Lorsqu’une personne ose exprimer sa colère, sa tristesse, sa joie… les membres de l’équipe sont touchés, et le dialogue prend une forme plus profonde et plus dense.
C’est un marqueur de la qualité du dialogue et de la dynamique d’équipe.
Carl Rogers parle de la confiance nécessaire pour oser poser un sentiment (négatif ou positif) dans un groupe comme d’un élément favorisant la transformation individuelle.
Si cette confiance n’est pas présente, le dialogue reste en surface, et les transformations individuelles restent minimes.

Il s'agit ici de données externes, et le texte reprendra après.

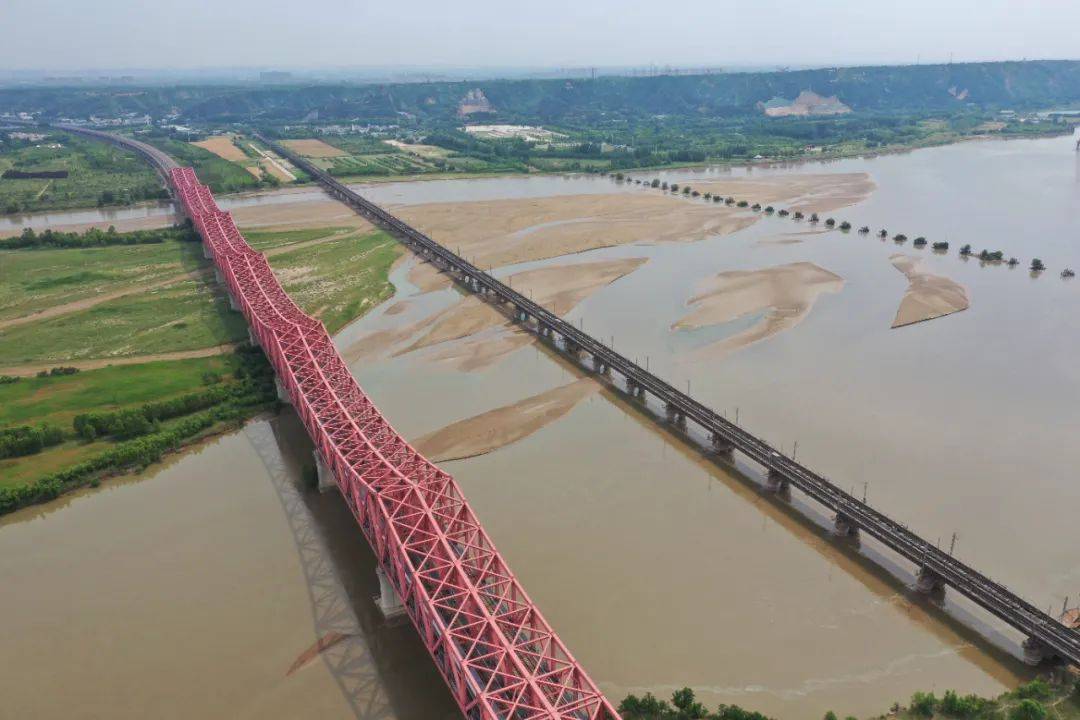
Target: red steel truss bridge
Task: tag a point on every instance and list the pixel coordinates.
(497, 653)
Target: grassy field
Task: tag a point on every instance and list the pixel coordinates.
(156, 306)
(185, 315)
(99, 175)
(370, 158)
(221, 175)
(36, 280)
(57, 399)
(340, 279)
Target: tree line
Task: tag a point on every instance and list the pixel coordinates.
(253, 392)
(1025, 703)
(97, 238)
(28, 439)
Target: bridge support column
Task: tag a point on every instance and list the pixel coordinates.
(720, 446)
(1036, 652)
(325, 475)
(282, 393)
(842, 527)
(777, 483)
(674, 417)
(929, 582)
(387, 600)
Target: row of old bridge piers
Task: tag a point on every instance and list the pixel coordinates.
(845, 529)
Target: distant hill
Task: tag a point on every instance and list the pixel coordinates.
(923, 87)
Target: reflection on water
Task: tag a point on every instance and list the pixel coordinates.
(658, 568)
(191, 594)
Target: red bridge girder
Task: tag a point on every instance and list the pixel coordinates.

Alors, quand Olga, après avoir partagé mon sentiment de culpabilité de ne pas faire assez, m’a rappelé que si elle avait quelque chose à me dire, elle me le dirait, je me suis senti en confiance.

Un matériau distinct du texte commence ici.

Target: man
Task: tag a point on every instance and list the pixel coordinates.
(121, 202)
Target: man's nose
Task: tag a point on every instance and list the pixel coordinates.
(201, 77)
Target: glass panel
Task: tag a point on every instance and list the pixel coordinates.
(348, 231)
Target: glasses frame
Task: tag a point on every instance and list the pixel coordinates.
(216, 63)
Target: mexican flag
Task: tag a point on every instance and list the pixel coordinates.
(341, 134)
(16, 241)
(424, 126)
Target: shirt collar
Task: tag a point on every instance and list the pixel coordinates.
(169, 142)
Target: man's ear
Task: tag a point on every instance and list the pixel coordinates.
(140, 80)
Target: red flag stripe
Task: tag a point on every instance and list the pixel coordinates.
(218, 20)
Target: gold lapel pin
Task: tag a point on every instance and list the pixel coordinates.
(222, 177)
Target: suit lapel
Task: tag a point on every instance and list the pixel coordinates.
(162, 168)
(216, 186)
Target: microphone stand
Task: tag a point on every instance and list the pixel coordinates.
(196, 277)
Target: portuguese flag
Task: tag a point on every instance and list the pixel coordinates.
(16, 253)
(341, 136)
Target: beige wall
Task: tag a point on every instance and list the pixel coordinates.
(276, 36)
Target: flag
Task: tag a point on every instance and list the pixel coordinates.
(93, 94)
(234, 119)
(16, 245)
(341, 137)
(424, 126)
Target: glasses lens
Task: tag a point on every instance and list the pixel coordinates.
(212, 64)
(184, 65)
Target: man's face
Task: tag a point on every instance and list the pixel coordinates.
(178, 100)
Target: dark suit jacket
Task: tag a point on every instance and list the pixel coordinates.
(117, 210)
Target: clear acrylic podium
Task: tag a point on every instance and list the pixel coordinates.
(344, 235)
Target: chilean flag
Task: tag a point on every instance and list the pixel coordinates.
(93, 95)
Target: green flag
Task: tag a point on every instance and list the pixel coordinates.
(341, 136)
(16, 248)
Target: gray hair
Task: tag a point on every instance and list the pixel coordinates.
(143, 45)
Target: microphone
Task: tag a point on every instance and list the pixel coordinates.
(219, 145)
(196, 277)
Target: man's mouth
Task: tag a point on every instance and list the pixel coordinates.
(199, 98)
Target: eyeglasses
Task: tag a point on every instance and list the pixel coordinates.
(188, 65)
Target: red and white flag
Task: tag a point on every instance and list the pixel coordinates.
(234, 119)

Tout comme lorsque Pascal me reflète que je n’ai pas à chercher d’autorisation pour passer à l’action, ou quand Michal m’invite à observer nos jugements lorsque nous avons perdu de vue une équipe… mais cela est une autre histoire à venir…
Quand, dans notre dialogue pour faire émerger une vision avec notre équipe élargie, j’ai proposé de créer un rôle dans l’équipe garant de l’esprit Mana Mana, et que personne n’a saisi la perche, je me suis rappelé notre principe : TOUT PART DE SOI ;-)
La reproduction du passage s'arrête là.